Citrus Outside the Box
Now is an ideal time to plant bountiful, ornamental citrus trees. If you’re already growing lemons, oranges and limes, branch out with more unusual citrus family members. Some to try include kumquat, small trees that produce dainty, oval sweet-tart fruits eaten skin and all; ‘Moro’ blood orange, 12- to 15-foot trees bearing oranges with red-blushed skin, flesh and juice; Australian finger limes, shrubby trees in demand for oblong fruit with tart juicy “vesicles” that resemble caviar; and ‘Golden Nugget’ mandarin that yields snackable, seedless fruits on patio-perfect, 3-foot trees. Like all citrus, these need full sun, well-draining soil and regular feedings. Look for them in area nurseries or order from Northern California’s Four Winds Growers (fourwindsgrowers.com).
Don’t Swat the Small Stuff
Balmy weather after a wet winter is sure to bring a bounty of mosquitoes, including expanding populations of two non-native newcomers linked to dangerous diseases. Yellow fever and Asian tiger mosquitoes are well established in South County coastal areas and likely to spread north in coming months. Instead of waiting for them to invade your personal space, make your yard inhospitable by eliminating standing water. Check plant saucers, gutters, buckets, birdbaths and other items than might hold water to be sure they are empty. Add larvae-eating mosquitofish to backyard ponds. Find more suggestions at sandiegocounty.gov/content/sec/deh.html.
And don’t forget to:
• Transplant tomato seedlings into containers or the ground as soon as night temperatures are consistently above 55 degrees. Take care not to crowd them.
• Add supports for tomato plants now; waiting could result in root damage.
• Learn more about sustainable gardening at the organic edible and ornamental display garden created by San Diego Master Gardeners at The Flower Fields.
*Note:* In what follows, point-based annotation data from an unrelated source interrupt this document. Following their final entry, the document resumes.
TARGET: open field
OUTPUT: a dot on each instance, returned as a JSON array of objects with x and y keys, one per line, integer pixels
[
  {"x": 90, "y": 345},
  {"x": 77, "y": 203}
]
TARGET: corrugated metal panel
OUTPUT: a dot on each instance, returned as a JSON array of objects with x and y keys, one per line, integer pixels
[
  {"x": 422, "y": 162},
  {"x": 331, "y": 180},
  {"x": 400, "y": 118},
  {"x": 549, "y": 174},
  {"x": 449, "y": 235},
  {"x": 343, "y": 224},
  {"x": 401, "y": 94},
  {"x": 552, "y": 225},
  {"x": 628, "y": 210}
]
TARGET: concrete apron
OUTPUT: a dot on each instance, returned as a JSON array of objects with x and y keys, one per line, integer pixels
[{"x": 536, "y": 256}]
Information is at theflowerfields.com.
• Join the Tomatomania Farm Raiser on April 9 at the Encinitas Unified School District Farm Lab, where the sale of heir-loom and hybrid tomato plants benefits the school’s 5-acre garden. Get details at tomatomania.com.
• Attend the 91st annual Coronado Flower Show, April 16-17. Information is at coronadoflowershow.com.
• Add flowers like marigolds, cosmos, zinnias and daisies to cutting gardens for spring and summer bouquets.
• Thin marble-size fruit forming on apple, plum, nectarine and peach trees. Reduce clusters to one fruit, and leave 4 to 6 inches between each one.
• Plant summer-blooming bulbs (such as cannas and irises) and tubers (such as dahlias and tuberoses). Easytogrowbulbs.com, based in Oceanside, has a good selection.
• Keep ants off fruit trees by using a sticky barrier such as Tanglefoot on the outside of a protective wrap around the trunk. Bait to destroy ant nests.
• Enjoy blooming wildflowers. Reports on bloom peaks and locations are available from the Theodore Payne Foundation hotline: 818-768-3533.